Dogtooth, 2009

In Yorgos Lanthimos’s previous film, Kinetta, an amateur film crew converges at a resort hotel in the off season to reenact accident and crime scenes, blurring the bounds between reality and staging in their obsessive attention to detail and complete immersion in their inscrutable project. In a sense, Dogtooth proves to be an extension of these themes of isolation, psychological ambiguity, and constructed reality. Each day, after their father (Christos Stergioglou) drives away from the gates of their secluded house in the suburbs, the older daughter (Aggeliki Papoulia), younger daughter (Anna Kalaitzidou), and son (Hristos Passalis) follow a strict regimen of tape-recorded (creative) vocabulary lessons (one that oddly assigns new definitions to everyday words), prescribed meals, and physical activities under the watchful eye of their mother (Michelle Valley). As in Kinetta, their motives remain unclear, and only the performance of the absurd ritual betrays their anxiety and longing.

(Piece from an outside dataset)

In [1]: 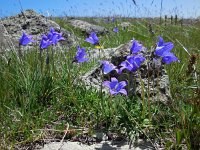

During the Q&A for the film, Lanthimos indicated that his initial idea was a science fiction in which families were being outlawed, and the lengths that people would go to in order to keep their own family intact. Intriguingly, the temporally indeterminate setting – represented by rotary dial telephones, cassette recorders, and VCRs – not only alludes to the film’s conceptual origin, but also reinforces the children’s hermetic existence that, like the obsolete household gadgets, is equally carefully preserving and repressively stunting.